El fundamentalista ejecuta a quien lo irrespeta porque su Dios tiene fe en él.

Es extraño. Pero también es el mismo horror de siempre. Se entera uno a primera hora de la mañana de que dos fundamentalistas islámicos han asesinado bestialmente a doce personas con cualquier futuro en mente –y a cinco viejos caricaturistas entre ellos– en las oficinas tensas de una revista satírica francesa llamada Charlie Hebdo. Pregunta entonces dónde fue: en el barrio número 11 de París. Pregunta luego por qué diablos como si de verdad pudiera hallarse una respuesta: porque aquella publicación, corajuda, progresista e insolente, se ha estado jugando la vida por ridiculizar hasta la ofensa las alucinaciones de los fanáticos musulmanes. Pero dos horas después, como padeciendo un insomnio a plena luz del día, empieza a sospechar que ese par de encapuchados (“¡hemos vengado al profeta!”, gritaban durante la masacre) no solo estaban poniendo en escena su justicia, su guerra santa, sino su delirio. Y no queda más que capturarlos.

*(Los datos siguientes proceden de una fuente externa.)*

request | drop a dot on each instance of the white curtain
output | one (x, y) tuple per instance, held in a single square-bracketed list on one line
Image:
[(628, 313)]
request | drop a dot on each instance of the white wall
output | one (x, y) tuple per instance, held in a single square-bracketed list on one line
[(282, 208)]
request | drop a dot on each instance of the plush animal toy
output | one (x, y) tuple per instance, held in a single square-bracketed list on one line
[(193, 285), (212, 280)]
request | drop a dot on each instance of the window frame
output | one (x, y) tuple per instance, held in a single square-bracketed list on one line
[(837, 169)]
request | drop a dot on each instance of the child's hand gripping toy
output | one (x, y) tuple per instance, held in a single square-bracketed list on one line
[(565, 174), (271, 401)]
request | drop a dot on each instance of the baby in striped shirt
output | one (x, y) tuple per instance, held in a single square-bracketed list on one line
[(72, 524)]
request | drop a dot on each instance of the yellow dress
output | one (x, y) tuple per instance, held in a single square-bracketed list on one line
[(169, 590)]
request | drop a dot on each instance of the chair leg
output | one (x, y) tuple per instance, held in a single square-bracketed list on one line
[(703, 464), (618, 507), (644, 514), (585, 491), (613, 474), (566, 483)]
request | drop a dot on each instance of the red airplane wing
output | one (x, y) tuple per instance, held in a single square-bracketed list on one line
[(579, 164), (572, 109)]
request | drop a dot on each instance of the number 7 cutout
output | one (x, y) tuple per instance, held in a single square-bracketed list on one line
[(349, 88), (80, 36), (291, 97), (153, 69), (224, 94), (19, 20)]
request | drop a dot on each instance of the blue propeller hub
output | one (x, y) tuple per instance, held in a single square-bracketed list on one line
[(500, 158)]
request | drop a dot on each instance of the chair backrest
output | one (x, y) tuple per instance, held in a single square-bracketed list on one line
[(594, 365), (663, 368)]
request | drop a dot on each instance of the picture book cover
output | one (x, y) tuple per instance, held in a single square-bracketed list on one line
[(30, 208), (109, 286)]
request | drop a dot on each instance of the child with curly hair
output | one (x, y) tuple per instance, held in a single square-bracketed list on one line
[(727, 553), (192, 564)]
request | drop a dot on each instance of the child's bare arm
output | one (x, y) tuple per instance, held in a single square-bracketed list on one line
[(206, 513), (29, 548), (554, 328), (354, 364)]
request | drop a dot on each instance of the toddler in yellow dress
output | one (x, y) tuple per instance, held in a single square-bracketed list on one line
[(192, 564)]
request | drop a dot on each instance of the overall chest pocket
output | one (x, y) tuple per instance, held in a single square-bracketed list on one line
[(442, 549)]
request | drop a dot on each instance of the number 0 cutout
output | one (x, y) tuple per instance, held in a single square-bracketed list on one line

Se da uno cuenta al mediodía, entre el hastío del hambre, y el miedo, de que se le ha ido el final de la mañana defendiendo su mundo: su democracia participativa, su defensa de las libertades, su cuerpo libre entre los cuerpos libres, su reivindicación de los menospreciados, su vocación a la ficción, su derecho a la blasfemia, su secularismo, su Dios que puede dar risa. Pero después de almuerzo es claro que este mundo emancipado sucede en el mundo: que, mientras vamos sumándole episodios a la historia –y Europa cumple un año más de aferrarse a sus conjeturas, y la colección de invierno de Benetton se agota, y Boyhood arrasa en la temporada de premios de cine, y Stephen Hawking insiste, con cierta arrogancia robótica, en que la prueba de que Dios no existe es que el universo no lo necesita para nada– el Corán sigue siendo leído por hombres literales.
Y a esta hora de la tarde, aun cuando se tengan planes para el fin de semana que viene, los fundamentalistas están librando una guerra brutal –se decapita, se viola, se lapida– en nombre de lo que no debe ser parodiado.
Quien duerme en Colombia, que es un agotador compendio de lo que está pasando en el mundo, sabe de memoria que aquel que vive demasiado tiempo entre la guerra un buen día deja de verla, e incluso el horror puede volverse paisaje. Pues bien: este combate que sigue ocurriendo por todo el planeta aunque se acerque la noche no es un combate a muerte contra una religión, ni contra una forma de vida misericordiosa e intraducible, sino contra un ejército de hombres heridos por el insoluble hecho de estar vivos. El fundamentalista no es un conservador ni un musulmán ni un pesado ni un hincha, sino un tirano de a pie, corajudo, sordo e implacable, que se levanta día por día a vengarse de su orfandad: ejecuta a quien lo irrespeta porque su Dios tiene fe en él, y salvo a Alá no tiene nada que perder, pero lo suyo no es el fervor, sino la violencia.
Y no queda más que combatirla, que encararla. Tal como se pueden abordar los ataques sanguinarios, por supuesto, tal como se enfrenta a un par de hombres encapuchados que se han concedido el permiso de matar a doce hombres más: defendiéndose con los dedos cruzados. Pero sobre todo –lo dice el perseguido Salman Rushdie cuando llega la noche– insistiendo en aquellas conquistas que tanto les ofenden a los fanáticos: en esta ilusión de que Colombia puede corregirse sobre su errática marcha como cualquier relato que no ha acabado de contarse; en este empeño de fingir un mundo bello o trágico o risible que celebre lo poco que entendemos el misterio de las cosas; en esta habilidad inesperada para dar la vida por los amores que nos tocaron en suerte; en este anhelo de no ser gobernado ni abrumado ni impedido por el miedo.